How You Can Fight Disease with Sleep

Researchers have recently found scientific evidence for what our mothers and grandmothers have been telling us for years: that the most important thing we can do when we get sick is to get as much sleep as possible, as it is absolutely crucial to a speedy and thorough recovery.

While scientists have been aware for years that inadequate sleep can lead to illness, a study¬†performed at the Perelman School of Medicine at the University of Pennsylvania linked getting enough ‘recovery sleep’ after an infection to improved immune system function, hastened recovery and improved survival rate.

This study was performed on fruit flies, due to the fact that they have relatively simple systems that are easily observable. Research associate, Julie A. Williams, PhD, explains, “investigators have been working on questions about sleep and immunity for more than 40 years, but by narrowing down the questions in the fly we’re now in a good position to identify potentially novel genes and mechanisms that may be involved in this process that are difficult to see in higher animals.”

One of the experiments involved sleep-depriving a group of fruit flies before they were infected with one of two types of common bacteria (Pseudomonas aeruginosa or Serratia marcescens). A control group was allowed to sleep as normal before infection. Somewhat surprisingly, the flies that were sleep deprived before being infected actually had a higher survival rate because they slept for longer than the control group flies post-infection.

In yet another experiment, where flies were induced to sleep for longer periods of time before an infection, these flies survived much better than control groups, and rid their bodies of the bacteria more efficiently. Williams summarizes, “increased sleep somehow helps to facilitate the immune response by increasing resistance to infection and survival after infection.”

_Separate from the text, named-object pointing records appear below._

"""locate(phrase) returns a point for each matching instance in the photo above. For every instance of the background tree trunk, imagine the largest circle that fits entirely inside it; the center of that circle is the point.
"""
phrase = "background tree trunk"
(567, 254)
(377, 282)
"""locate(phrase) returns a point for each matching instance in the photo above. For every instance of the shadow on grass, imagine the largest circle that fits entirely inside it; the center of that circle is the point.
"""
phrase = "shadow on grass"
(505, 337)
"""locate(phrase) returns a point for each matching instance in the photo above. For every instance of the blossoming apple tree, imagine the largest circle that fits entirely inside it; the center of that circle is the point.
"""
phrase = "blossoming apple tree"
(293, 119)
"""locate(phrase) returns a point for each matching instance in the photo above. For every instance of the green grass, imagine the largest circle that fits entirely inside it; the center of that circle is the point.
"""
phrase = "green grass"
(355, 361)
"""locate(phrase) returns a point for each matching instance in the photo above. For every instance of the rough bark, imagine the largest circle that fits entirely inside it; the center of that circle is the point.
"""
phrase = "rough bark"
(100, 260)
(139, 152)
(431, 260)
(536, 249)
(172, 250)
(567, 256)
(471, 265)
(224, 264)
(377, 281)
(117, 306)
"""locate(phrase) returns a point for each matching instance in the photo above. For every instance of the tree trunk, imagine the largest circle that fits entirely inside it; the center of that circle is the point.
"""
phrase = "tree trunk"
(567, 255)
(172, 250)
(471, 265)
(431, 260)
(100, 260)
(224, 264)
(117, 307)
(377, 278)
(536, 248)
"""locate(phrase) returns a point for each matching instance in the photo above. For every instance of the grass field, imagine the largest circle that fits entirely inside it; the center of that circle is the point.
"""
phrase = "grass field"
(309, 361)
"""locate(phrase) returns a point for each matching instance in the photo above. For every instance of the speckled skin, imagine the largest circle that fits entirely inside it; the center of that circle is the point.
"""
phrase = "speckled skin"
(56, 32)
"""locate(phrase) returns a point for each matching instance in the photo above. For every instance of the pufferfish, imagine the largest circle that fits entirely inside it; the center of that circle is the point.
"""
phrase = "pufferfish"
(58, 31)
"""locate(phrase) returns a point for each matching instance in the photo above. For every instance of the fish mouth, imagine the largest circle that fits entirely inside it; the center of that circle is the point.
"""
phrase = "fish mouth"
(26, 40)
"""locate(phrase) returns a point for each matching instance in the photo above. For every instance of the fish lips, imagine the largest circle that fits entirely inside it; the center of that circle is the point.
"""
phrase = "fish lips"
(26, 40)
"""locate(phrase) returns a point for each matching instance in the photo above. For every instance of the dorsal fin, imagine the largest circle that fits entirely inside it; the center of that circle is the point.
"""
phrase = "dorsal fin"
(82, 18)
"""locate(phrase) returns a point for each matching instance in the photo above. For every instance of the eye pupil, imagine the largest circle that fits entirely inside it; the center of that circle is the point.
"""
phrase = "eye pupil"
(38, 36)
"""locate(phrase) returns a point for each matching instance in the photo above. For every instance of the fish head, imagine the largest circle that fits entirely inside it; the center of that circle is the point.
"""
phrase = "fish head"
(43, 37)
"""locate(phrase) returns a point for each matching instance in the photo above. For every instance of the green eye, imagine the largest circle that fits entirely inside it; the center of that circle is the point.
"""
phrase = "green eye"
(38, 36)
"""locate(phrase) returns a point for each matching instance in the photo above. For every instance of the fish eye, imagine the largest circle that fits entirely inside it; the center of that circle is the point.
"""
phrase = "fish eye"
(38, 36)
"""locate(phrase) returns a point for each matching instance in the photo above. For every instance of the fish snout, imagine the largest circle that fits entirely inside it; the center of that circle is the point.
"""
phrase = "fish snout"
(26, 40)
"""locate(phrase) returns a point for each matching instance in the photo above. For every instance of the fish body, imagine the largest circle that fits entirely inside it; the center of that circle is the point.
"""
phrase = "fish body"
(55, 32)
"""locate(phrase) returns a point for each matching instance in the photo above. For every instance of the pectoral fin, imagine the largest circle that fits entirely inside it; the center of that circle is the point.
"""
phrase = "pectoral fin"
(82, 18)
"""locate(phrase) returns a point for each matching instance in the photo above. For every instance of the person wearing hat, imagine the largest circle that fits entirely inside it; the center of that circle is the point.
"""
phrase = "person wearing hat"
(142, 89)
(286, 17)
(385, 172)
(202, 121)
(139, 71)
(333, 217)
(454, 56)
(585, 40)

Past research has connected lack of sleep and system-wide inflammation, as well as chronic conditions like heart disease and type 2 diabetes. A 2013 study, performed at the University of Helsinki in Finland, sought to take a closer look at the genes involved in the connection of these processes.

To do this, researchers took blood samples of a group of healthy young men before and after restricting them to four hours of sleep a night for a span of five days. They then analyzed the genes expressed in the white blood cells of the samples utilizing microarrays. The results from these samples were compared with a control group from healthy young men who had slept for eight hours a night for five nights.

Researcher Vilma Aho summarizes, “the expression of many genes and gene pathways related to the functions of the immune system was increased during the sleep deprivation. There was an increase in activity of B cells which are responsible for producing antigens that contribute to the body’s defensive reactions, but also to allergic reactions and asthma. This may explain the previous observations of increased asthmatic symptoms in a state of sleep deprivation.”

sleepy These studies underscore the fact that to stay as healthy as possible, and to fight off any illness that may come your way, a good night’s sleep is absolutely essential. Eating a nutritious diet, exercising every day, and avoiding caffeine in the afternoon is all most people need to enjoy restful sleep. If you are having trouble, give nighttime meditation a try. The essential oils of lavender, ylang ylang and cedarwood can boost a pre-sleep meditation session greatly.

If you’re still finding yourself tossing and turning, try supplementing your diet with a high-quality, pure kava kava root extract. To determine the right amount for your individual needs, talk to a natural health professional. This herb can have you deep in dreamland in no time.